Correspondence to: R. Dale Guthrie1 Email: ffrdg@uaf.edu

Island colonization and subsequent dwarfing of Pleistocene proboscideans is one of the more dramatic evolutionary and ecological occurrences1, 2, 3, especially in situations where island populations survived end-Pleistocene extinctions whereas those on the nearby mainland did not4. For example, Holocene mammoths have been dated from Wrangel Island in northern Russia4. In most of these cases, few details are available about the dynamics of how island colonization and extinction occurred.

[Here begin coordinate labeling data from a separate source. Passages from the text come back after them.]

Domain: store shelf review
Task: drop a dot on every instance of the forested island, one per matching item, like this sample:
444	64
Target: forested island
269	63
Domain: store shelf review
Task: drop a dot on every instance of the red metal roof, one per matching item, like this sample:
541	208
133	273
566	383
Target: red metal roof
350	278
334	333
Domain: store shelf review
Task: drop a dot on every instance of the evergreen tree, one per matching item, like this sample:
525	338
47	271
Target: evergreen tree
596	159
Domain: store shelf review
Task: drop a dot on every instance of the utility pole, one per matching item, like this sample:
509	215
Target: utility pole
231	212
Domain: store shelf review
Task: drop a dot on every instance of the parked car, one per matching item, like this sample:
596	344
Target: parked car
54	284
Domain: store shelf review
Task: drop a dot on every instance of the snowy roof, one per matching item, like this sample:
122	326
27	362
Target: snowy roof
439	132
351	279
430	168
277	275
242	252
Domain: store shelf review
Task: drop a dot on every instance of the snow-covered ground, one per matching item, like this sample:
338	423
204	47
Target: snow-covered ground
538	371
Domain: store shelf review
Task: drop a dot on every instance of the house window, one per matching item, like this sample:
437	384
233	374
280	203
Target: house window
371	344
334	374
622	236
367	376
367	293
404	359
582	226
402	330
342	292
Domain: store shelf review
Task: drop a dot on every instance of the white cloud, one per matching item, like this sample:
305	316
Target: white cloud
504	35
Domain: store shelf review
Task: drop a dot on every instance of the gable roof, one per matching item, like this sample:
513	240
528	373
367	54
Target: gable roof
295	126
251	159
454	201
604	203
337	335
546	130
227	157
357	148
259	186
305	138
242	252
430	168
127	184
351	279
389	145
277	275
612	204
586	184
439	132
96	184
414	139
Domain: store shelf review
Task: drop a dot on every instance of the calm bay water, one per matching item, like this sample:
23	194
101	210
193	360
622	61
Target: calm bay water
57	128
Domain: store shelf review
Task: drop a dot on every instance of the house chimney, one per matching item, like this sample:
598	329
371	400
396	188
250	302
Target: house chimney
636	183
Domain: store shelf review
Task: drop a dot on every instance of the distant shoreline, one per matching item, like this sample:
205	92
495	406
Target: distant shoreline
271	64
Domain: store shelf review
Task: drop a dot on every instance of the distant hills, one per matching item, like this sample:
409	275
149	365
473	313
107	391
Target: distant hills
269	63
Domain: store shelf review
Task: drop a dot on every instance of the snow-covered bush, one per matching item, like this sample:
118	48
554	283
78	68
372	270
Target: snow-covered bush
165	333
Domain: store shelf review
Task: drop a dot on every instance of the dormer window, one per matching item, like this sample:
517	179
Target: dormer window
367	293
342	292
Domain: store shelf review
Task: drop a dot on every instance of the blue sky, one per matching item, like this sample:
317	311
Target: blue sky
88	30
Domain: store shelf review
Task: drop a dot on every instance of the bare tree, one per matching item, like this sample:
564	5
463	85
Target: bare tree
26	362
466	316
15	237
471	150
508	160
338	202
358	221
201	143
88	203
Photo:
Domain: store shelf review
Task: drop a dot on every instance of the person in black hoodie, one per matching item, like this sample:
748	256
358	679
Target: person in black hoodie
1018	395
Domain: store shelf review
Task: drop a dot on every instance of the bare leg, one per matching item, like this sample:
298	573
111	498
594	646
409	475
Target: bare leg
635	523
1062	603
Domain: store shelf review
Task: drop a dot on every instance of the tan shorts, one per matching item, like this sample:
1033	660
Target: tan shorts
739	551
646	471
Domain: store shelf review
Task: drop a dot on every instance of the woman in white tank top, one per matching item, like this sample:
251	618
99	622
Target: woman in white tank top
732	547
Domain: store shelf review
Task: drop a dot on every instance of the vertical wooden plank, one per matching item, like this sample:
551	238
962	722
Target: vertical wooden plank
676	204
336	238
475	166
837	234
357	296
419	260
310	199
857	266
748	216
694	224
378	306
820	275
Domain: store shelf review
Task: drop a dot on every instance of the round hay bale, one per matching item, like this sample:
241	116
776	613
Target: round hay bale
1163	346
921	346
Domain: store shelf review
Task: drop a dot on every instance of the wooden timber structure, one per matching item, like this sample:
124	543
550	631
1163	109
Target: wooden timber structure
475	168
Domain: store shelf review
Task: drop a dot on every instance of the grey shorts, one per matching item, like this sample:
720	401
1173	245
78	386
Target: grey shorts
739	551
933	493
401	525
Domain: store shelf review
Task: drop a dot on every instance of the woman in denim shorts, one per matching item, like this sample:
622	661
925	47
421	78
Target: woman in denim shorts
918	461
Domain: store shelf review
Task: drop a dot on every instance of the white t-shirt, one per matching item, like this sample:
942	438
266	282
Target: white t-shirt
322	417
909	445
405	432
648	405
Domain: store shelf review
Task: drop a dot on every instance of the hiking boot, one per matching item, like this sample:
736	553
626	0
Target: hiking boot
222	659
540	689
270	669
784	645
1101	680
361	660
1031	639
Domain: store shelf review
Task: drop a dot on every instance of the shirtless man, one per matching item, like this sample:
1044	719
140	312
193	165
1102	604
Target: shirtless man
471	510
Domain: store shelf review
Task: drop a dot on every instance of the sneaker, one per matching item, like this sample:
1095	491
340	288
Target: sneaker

As part of a large radiocarbon dating project of Alaskan mammoth fossils, I addressed this question by including mammoth specimens from Bering Sea islands known to have formed during the end-Pleistocene sea transgression5. One date of 7,908 plusminus 100 yr bp (radiocarbon years before present) established the presence of Holocene mammoths on St Paul Island, a first Holocene island record for the Americas. Four lines of evidence—265 accelerator mass spectrometer (AMS) radiocarbon dates from Alaskan mainland mammoths6, 13 new dates from Alaskan island mammoths, recent reconstructions of bathymetric plots5 and sea transgression rates from the Bering Sea5—made it possible to reconstruct how mammoths became stranded in the Pribilofs and why this apparently did not happen on other Alaskan Bering Sea islands.